Changes all cpu features to be detected and stored in bools in rt0_go.
Updates: #15403
Change-Id: I5a9961cdec789b331d09c44d86beb53833d5dc3e
Reviewed-on: https://go-review.googlesource.com/41950
Run-TryBot: Martin Möhrmann <moehrmann@google.com>
TryBot-Result: Gobot Gobot <gobot@golang.org>
Reviewed-by: Ilya Tocar <ilya.tocar@intel.com>
Reviewed-by: Keith Randall <khr@golang.org>
// Install aes hash algorithm if we have the instructions we need
if (GOARCH == "386" || GOARCH == "amd64") &&
GOOS != "nacl" &&
- cpuid_ecx&(1<<25) != 0 && // aes (aesenc)

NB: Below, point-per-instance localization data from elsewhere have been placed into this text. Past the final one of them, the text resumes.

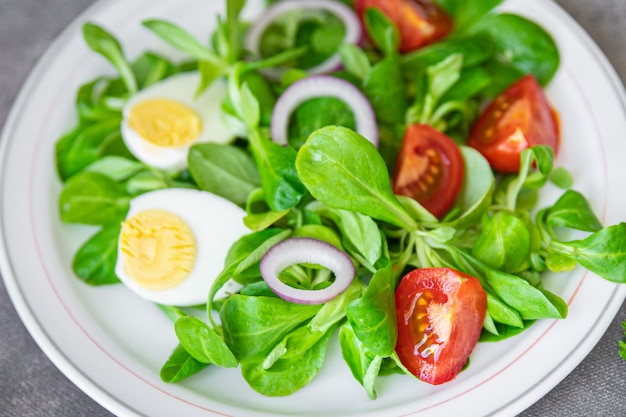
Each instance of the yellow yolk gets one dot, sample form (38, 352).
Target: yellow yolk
(159, 249)
(165, 122)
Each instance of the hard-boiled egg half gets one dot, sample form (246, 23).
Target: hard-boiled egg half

- cpuid_ecx&(1<<9) != 0 && // sse3 (pshufb)
- cpuid_ecx&(1<<19) != 0 { // sse4.1 (pinsr{d,q})
+ support_aes && // AESENC
+ support_ssse3 && // PSHUFB
+ support_sse41 { // PINSR{D,Q}
useAeshash = true
algarray[alg_MEM32].hash = aeshash32
algarray[alg_MEM64].hash = aeshash64
MOVL $1, AX
CPUID
MOVL CX, DI // Move to global variable clobbers CX when generating PIC
- MOVL AX, runtime·cpuid_eax(SB)
+ MOVL AX, runtime·processorVersionInfo(SB)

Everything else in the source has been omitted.